AP Calculus AB Crash Course Day 7 - Differentiation, Related Rates, and the Mean Value Theorem

This paragraph discusses the differentiation of a complex function using the quotient rule. The function in question is f(x) = e^(cotangent(3x))/√x. The process involves applying a triple chain rule to find the derivative of the numerator and a power rule for the denominator. The explanation also includes rewriting √x as x^(1/2) to simplify the derivative. The final step involves multiplying the fraction by 2√x to eliminate the complex fraction and simplify the derivative further.

The second paragraph deals with finding the minimum value of a function g(x) = x^7 / (7 - x^6 / 5). The process involves taking the derivative of g(x) using power rules and then finding the second derivative. By setting the second derivative to zero, critical numbers are found, and a sign chart is used to determine the intervals where the function is increasing or decreasing. The minimum value is then identified at x = 1, as indicated by the sign of the second derivative.

This paragraph addresses a problem involving a point moving in a straight line with a given distance function. The task is to calculate the total distance traveled from t = 0 to t = 4. The velocity function is derived from the given distance function, and critical points where the velocity is zero are identified. The problem is solved by breaking the time interval into smaller parts and calculating the position function at the endpoints of these intervals.

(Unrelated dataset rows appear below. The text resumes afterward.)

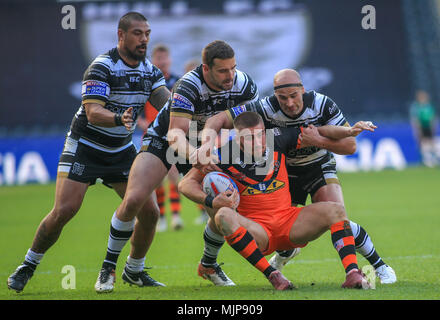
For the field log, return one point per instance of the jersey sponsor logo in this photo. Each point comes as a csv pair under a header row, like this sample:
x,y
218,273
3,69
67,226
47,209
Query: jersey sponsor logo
x,y
96,88
263,187
237,110
181,102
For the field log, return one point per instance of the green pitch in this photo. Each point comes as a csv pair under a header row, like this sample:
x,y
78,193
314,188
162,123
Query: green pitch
x,y
399,209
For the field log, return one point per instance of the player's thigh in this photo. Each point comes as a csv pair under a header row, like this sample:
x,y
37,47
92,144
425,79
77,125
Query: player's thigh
x,y
69,195
146,174
173,175
329,192
314,220
120,188
256,230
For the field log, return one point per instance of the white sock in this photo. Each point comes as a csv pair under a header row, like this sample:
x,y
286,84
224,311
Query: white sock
x,y
213,244
135,265
33,257
120,233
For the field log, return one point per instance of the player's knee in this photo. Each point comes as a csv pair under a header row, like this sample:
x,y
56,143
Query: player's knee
x,y
224,216
132,204
151,212
63,212
336,212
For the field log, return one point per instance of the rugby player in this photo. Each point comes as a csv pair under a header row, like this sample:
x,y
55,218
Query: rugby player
x,y
214,86
266,220
99,144
161,58
311,170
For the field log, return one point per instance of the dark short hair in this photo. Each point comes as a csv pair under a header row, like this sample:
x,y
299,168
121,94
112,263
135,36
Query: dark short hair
x,y
126,19
247,119
160,48
217,49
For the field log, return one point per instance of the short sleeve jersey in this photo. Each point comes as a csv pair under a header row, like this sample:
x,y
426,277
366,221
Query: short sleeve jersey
x,y
263,184
192,98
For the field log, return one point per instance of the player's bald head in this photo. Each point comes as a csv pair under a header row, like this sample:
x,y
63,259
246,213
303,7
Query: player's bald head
x,y
288,90
287,77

The total distance is found by summing the absolute differences between these positions.

The fourth paragraph presents a related rates problem concerning the surface area of a spherical balloon whose radius is decreasing at a constant rate. The volume and surface area formulas for a sphere are provided, and the problem asks for the rate of decrease of the surface area when the volume is 288π cubic centimeters. By using the given rate of change of the radius and the volume formula, the radius at the given volume is determined. The derivative of the surface area with respect to time is then calculated, and the rate of decrease of the surface area is found to be -24π square centimeters per second when the radius is 6 centimeters.

The fifth paragraph focuses on using a differential equation to find a particular solution that passes through a specific point and then using the tangent line to approximate a value of the function. The differential equation is given, and the derivative at a point (1,1) is calculated. Using the point-slope form, an equation for the tangent line is derived. This tangent line is then used to approximate the value of the function at x = 1.1, resulting in an approximate value of 0.7 for f(1.1).

The sixth paragraph involves sketching a slope field for a given differential equation at 12 specified points. The differential equation is provided, and it is noted that there are no points on the x-axis due to the undefined derivative when y = 0. The slopes at various points are calculated by plugging in the x and y values into the differential equation. The resulting slope field illustrates the direction and steepness of the tangent lines at each point, with horizontal tangents where x = 0.

The final paragraph presents a problem involving the existence of a value c such that the derivative of a composite function f(x) = h(k(x)) equals 2. Given values for the functions h and k at specific points, the mean value theorem is applied to find a value c in the interval (-3, 2) where f'(c) meets the condition. The function values at the endpoints of the interval and the derivative of f at c are calculated, leading to the determination of such a value c.